For all his boasting about the “world’s greatest economy,” Trump’s first year in office pales behind 2024, in the last year of the Biden administration, when more than 750,000 jobs were created, more than 60,000 a month, four times the 2025 figure. What did boom in 2025 was the stock market, with the broad index of the S&P 500 up by almost 18% that year. But half of all stocks are owned by the top 1% of billionaires and mega millionaires, while the bottom 50% of the population who have to work for a living only own 1% of all stocks.
This update on the labor market actually brings the official jobs numbers more in line with other, more negative measures of how working people are doing. Consumer sentiment surveys have cratered, the University of Michigan index going from 71.7 in January to only 52.9 in December. This reading was lower than the low numbers during the past recessions going back to 1980, when working people were hit by the “double whammy” of high inflation (the Consumer Price Index or CPI rose more than 14% that year) and high unemployment (of almost 8%). The Consumer Sentiment Index bottomed out at 51.7 that year.
The economic struggle of working people could also be seen in the rising rate of borrowers falling behind on paying their loans. The delinquency rate on household loans rose to 4.8% in the last three months of 2024, the highest since 2017. This increase was driven by more and more home buyers falling behind on their mortgages and former college students falling behind on their student loan payments. Low income and younger borrowers were hit especially hard.
Another sign of consumers feeling economic stress is the latest report on retail sales in December 2025, which came in with no change. While this report is adjusted for seasonal factors, such as seasonal holiday shopping, it is not adjusted for inflation. So flat retail sales would mean fewer, but higher priced items are being sold.
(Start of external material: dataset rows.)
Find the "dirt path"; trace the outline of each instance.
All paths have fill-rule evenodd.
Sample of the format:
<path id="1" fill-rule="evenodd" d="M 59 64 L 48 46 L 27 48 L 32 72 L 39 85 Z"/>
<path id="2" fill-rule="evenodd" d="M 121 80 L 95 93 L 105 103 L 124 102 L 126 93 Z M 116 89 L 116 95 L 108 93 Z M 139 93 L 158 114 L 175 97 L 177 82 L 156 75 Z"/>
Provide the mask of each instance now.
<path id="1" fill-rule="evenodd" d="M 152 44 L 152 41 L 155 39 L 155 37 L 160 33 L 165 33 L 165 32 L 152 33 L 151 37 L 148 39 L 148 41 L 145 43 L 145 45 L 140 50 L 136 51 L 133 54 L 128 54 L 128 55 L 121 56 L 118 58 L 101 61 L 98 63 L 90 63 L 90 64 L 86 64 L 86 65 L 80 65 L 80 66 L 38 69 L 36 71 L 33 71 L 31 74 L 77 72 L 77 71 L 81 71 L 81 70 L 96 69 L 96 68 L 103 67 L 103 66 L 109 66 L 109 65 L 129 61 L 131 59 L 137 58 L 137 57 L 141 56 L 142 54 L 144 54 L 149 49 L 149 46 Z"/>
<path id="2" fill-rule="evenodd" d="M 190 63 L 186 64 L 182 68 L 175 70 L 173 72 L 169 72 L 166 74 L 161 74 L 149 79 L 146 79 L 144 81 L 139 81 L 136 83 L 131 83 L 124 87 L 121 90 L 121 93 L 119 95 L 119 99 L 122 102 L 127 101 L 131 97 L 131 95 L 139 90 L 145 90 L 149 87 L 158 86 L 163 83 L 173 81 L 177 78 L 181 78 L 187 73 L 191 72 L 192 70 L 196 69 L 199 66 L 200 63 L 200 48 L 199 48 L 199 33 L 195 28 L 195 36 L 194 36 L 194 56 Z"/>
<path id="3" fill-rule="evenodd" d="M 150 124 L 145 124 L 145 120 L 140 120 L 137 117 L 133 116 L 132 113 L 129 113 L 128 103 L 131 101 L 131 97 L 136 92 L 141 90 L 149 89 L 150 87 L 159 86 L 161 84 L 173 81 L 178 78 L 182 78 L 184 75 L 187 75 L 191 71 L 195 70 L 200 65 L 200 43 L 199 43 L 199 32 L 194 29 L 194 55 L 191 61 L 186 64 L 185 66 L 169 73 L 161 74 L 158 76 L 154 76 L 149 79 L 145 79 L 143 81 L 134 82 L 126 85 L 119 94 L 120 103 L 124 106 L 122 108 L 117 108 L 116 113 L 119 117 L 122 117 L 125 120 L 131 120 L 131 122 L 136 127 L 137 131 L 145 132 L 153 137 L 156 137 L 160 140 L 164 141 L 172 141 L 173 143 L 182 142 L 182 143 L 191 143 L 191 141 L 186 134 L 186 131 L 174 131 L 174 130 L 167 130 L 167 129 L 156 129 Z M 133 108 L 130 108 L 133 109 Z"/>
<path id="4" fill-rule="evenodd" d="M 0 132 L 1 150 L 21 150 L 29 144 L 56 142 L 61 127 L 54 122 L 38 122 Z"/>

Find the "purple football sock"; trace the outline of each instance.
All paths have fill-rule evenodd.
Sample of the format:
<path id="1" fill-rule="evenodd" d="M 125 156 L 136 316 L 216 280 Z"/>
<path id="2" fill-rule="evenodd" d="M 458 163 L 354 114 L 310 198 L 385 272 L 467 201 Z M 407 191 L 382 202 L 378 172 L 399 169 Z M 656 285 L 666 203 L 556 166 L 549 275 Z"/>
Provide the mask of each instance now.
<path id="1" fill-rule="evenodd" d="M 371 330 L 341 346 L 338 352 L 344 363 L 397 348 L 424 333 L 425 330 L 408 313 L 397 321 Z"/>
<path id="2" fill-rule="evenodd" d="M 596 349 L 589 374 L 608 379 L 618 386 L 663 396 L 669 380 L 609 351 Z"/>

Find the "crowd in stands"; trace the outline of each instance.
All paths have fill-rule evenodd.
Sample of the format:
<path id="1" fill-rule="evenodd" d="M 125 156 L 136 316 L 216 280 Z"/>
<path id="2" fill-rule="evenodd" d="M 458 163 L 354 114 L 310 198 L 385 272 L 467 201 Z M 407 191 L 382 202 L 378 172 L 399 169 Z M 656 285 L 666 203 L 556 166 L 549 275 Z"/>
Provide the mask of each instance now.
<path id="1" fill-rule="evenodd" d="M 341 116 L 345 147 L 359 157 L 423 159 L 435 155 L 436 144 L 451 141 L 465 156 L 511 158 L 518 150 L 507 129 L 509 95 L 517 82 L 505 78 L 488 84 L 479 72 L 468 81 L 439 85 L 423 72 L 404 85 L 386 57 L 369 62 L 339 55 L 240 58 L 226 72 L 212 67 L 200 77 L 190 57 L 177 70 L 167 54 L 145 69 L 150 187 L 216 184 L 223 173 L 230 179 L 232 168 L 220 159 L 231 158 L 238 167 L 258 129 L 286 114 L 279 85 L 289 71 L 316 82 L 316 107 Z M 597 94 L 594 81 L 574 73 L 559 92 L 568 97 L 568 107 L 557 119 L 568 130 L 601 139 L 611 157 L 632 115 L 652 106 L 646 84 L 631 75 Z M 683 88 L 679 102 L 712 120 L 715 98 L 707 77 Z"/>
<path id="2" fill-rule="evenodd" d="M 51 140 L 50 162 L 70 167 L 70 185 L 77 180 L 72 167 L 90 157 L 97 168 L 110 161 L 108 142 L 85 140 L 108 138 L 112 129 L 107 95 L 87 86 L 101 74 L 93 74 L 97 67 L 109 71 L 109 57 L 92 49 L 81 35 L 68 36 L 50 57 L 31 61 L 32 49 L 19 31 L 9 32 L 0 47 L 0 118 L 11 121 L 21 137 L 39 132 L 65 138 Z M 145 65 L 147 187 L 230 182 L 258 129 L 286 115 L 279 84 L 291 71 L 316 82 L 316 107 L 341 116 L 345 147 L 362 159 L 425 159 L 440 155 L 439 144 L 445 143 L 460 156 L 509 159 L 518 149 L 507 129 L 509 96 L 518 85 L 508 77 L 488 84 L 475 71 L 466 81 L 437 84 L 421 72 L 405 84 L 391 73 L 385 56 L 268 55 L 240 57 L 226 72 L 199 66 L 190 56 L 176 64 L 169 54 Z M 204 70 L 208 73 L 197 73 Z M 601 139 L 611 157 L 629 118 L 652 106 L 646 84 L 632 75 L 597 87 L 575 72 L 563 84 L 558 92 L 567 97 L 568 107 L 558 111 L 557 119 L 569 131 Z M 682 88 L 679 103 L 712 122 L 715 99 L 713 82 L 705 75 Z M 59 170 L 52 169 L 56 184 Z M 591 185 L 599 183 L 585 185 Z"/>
Last but not least, the corporate-owned mainstream media focused on the January 2026 jobs numbers that came out in the same report. The report was better than expected, with 130,000 net new jobs, more than twice what economists expected, and the unemployment rate dropped a bit to 4.3%. However these monthly reports are revised three times, and the changes in the January numbers have been especially large. For example, the first report on January 2025 job creation that came out in February 2025 was 143,000 net new jobs created. But the final numbers just out show a loss of 48,000 jobs, or 183,000 fewer jobs than first reported. If a similar revision were to happen in February of 2027, it would wipe out all the new jobs in January 2026 and push the report to a net loss of about 50,000.